The charges against MSNBC aren't new, however. A prime-time show with Phil Donahue received consistent pressure to present panels tilted in favor of the war, said Jeff Cohen, that program's former senior producer. Donahue's show was on for less than a year before being cancelled less than a month before the war began.
He once witnessed a producer scolded for organizing a discussion with pro- and anti-war sentiments presented equally, said Cohen, a liberal activist who wrote a book about his experiences with TV networks.
"It's a great day for the American public that finally, after five years of such well-documented criticisms of the media's failure ... to see them finally having to come clean and do a self-examination," Cohen said.

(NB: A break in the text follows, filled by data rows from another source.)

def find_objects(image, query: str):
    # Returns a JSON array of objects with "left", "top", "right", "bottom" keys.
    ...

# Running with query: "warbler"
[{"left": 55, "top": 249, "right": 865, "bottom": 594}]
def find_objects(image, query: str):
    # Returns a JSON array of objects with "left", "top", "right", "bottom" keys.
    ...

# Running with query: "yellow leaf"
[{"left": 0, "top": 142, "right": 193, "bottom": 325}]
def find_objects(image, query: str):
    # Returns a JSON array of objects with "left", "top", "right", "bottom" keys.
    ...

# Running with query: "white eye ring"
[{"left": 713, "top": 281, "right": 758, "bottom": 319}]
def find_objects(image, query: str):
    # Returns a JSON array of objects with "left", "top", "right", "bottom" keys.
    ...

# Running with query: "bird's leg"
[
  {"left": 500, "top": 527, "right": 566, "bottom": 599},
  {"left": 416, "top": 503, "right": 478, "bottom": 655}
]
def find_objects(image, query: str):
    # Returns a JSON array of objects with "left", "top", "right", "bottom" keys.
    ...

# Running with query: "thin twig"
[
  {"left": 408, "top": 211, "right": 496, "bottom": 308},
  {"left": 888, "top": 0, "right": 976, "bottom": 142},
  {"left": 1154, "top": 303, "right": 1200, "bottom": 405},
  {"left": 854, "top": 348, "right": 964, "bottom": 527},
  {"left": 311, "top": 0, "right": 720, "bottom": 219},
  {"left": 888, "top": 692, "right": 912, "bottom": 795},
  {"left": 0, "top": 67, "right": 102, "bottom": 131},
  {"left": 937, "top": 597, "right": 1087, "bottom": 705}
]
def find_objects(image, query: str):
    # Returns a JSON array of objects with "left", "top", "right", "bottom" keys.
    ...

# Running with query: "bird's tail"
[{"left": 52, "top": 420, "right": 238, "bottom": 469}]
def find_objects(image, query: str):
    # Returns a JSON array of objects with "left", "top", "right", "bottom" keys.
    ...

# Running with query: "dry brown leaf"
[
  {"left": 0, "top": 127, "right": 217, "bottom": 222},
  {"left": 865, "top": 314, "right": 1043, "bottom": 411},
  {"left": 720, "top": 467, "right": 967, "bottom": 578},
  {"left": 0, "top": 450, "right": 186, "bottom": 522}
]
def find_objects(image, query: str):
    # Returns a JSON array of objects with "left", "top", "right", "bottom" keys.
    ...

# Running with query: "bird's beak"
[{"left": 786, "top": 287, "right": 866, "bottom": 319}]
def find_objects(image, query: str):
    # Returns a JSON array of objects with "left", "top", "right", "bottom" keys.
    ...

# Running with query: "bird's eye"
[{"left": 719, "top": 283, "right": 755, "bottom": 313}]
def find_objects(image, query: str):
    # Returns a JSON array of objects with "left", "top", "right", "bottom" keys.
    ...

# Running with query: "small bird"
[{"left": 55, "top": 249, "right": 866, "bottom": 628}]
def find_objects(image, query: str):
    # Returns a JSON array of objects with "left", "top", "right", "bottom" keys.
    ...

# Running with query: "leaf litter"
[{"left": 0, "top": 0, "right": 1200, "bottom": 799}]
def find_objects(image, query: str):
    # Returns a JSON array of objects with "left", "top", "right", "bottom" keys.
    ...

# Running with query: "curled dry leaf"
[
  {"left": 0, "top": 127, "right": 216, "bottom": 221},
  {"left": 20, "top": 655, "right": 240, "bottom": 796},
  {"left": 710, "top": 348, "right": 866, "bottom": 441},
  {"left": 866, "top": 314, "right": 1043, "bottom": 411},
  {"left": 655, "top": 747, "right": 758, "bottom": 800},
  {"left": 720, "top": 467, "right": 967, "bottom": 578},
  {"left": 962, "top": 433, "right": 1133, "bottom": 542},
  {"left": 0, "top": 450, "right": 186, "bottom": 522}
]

"The irony is that it's one of the Bush prevaricators that is forcing it," he said.
Five years later, Donahue's former time slot is filled by Keith Olbermann, who has drawn attention for his sharp commentaries against the Bush administration.
From the other side of the podium, McClellan offered criticism of the media's performance. He said reporters were "complicit enablers" by covering the preparations for war instead of more aggressively questioning the need for it.